Maisha cepat-cepat menyambar kerudung dan keluar melihat tamunya, karena ia tak merasa mengundang siapapun selain teman-teman Khai. Bahkan mantan suaminya pun tak ingat ulang tahun anaknya, jadi ia sedikit penasaran dengan sosok yang memanggil anaknya.
“Om ciapa ya?
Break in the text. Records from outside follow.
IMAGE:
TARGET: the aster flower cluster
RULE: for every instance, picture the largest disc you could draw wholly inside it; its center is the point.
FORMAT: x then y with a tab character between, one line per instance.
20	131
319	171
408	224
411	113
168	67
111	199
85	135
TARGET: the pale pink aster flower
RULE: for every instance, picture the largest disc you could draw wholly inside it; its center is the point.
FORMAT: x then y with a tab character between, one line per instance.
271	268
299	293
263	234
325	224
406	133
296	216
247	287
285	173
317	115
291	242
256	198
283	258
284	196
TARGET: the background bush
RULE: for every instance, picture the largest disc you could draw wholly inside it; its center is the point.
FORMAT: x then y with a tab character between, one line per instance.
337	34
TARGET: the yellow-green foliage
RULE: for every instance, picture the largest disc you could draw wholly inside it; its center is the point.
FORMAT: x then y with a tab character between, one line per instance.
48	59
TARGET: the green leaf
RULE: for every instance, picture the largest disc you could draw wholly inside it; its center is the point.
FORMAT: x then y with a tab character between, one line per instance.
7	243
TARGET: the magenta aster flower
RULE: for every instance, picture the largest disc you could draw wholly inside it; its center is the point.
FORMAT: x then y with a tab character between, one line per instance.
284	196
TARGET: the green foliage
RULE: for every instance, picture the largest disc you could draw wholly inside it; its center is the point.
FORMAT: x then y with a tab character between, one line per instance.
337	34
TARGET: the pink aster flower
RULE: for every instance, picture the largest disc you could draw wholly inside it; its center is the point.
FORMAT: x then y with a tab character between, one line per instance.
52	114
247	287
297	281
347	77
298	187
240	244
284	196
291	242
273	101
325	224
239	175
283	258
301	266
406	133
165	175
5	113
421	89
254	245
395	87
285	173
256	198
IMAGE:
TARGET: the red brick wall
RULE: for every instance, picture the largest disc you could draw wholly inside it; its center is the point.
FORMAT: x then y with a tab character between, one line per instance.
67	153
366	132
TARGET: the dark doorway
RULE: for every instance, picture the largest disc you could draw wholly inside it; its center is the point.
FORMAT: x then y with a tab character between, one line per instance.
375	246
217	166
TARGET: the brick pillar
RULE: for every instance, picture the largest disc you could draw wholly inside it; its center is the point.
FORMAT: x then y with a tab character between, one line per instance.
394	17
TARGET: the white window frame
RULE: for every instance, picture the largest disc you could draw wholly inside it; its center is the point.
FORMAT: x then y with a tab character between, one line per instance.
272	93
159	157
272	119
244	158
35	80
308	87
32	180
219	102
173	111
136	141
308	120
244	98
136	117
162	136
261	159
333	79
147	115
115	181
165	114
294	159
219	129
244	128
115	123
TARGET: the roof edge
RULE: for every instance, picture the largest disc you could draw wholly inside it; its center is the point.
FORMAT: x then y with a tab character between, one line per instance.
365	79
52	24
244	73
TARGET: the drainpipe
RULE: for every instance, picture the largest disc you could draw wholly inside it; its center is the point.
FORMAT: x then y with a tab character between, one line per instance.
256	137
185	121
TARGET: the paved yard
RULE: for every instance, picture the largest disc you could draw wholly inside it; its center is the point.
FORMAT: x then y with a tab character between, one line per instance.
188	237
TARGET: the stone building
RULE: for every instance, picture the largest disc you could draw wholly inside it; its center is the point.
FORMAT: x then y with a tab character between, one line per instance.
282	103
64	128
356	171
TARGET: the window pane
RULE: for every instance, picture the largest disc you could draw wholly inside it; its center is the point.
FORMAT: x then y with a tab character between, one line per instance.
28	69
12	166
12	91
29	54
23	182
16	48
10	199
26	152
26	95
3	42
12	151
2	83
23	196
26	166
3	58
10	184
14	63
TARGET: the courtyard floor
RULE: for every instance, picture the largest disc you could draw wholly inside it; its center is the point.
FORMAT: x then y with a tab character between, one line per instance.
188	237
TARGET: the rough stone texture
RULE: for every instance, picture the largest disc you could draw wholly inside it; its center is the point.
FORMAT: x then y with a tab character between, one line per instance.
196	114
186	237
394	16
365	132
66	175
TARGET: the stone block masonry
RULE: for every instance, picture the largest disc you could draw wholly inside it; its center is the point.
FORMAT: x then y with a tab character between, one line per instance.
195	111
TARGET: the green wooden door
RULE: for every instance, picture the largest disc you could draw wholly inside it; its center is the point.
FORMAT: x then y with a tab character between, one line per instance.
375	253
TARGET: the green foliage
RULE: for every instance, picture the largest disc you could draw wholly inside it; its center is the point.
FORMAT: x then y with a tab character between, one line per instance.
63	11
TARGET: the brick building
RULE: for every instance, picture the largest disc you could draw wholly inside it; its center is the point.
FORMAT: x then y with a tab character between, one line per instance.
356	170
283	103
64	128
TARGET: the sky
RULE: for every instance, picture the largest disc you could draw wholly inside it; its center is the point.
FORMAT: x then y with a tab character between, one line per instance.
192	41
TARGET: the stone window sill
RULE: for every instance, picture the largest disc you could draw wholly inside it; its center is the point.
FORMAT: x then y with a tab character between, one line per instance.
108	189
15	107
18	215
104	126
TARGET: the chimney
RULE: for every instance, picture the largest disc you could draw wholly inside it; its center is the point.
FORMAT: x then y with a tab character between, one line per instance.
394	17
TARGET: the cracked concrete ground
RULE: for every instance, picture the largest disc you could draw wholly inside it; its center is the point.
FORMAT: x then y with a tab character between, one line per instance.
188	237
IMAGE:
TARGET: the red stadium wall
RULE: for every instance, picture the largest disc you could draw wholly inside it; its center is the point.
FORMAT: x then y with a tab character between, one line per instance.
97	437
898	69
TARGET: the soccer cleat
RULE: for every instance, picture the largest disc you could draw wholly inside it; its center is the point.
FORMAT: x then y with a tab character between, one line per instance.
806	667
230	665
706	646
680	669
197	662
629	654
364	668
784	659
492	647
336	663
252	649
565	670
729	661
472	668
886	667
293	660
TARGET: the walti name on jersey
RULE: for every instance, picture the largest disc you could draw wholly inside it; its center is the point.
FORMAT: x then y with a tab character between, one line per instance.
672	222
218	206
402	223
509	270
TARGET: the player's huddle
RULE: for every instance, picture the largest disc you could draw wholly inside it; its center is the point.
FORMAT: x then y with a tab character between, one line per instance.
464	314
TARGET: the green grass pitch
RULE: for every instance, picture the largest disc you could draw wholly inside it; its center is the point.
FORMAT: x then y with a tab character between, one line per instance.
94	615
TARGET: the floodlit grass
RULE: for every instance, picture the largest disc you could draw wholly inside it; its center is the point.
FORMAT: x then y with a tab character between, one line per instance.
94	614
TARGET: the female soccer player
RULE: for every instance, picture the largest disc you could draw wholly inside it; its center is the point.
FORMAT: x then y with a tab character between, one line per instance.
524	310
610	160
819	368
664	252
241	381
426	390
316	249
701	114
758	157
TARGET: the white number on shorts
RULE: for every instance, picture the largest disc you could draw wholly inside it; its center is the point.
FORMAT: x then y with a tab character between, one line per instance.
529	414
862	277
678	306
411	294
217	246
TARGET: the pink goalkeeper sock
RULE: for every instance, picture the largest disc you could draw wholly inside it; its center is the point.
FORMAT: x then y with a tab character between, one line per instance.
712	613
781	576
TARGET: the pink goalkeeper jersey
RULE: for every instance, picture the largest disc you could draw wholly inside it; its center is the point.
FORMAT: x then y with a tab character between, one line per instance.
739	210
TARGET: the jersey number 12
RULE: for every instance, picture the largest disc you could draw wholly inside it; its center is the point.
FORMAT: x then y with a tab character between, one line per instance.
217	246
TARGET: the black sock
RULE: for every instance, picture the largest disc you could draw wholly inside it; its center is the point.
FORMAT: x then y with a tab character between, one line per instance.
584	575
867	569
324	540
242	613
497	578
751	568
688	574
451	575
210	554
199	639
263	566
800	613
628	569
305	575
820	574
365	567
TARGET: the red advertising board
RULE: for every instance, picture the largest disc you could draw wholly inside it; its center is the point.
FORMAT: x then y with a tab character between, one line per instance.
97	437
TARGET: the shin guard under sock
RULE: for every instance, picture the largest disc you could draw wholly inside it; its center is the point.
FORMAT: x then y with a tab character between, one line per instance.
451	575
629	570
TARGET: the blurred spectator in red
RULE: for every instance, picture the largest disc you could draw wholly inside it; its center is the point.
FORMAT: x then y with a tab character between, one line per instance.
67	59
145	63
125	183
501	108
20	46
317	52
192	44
Bundaaa ada tamu.” pekik bocah kecil itu.
“Fer-Ferdian?” Maisha membelalak melihat pria yang semalam mengantarnya pulang kini sudah ada di teras rumahnya, lengkap dengan bingkisan besar yang ia yakini berisi kado untuk Khai.
“Gak disuruh masuk nih?” senyum manis Ferdian mengembang membuat Maisha merinding seketika.
“Eh iya, masuk dulu Fer.” Maisha mempersilahkan masuk.
“Khai, ini om Ferdian temenya bunda, yang semalem nganter khai pulang, salim yuk.” sambungnya memperkenalkan Ferdi pada putranya yang hanya dijawab dengan ooo panjang.
Tak butuh waktu lama bocah kecil itu langsung menyambar punggung tangan Ferdi dan mengecupnya hingga berputar-putar.
“Ini kado buat aku ya om?” tembak bocah itu tepat sasaran.
“iya doong... nih, langsung buka gapapa.” jawab Ferdi langsung memberikan box besarnya pada Khai.
Maisha hanya tertegun sejenak melihat pemandangan akrab didepannya, ya.. dari kecil Khai memang tipe anak yang sangat mudah berbaur, termasuk dengan orang yang baru dikenalnya sekalipun.
“Yeayyyy.... makaciiiiii Om.” teriak Khai sambil melompat kegirangan, disambut anggukan Ferdi yang mengacak-acak rambut lebat bocah dihadapannya.
“Ngapain repot-repot sih Fer?” bisik Maisha pelan, tentu ia merasa aneh dengan sikap Ferdian yang terlihat caper dengan putranya.
Karena setau Maisha, Ferdian pun sudah berkeluarga, istrinya teman kuliahnya sendiri, dan mereka sudah dikaruniai seorang putra. Tentu saja Maisha tau hal itu karena dia sangat aktif berselancar di dunia maya.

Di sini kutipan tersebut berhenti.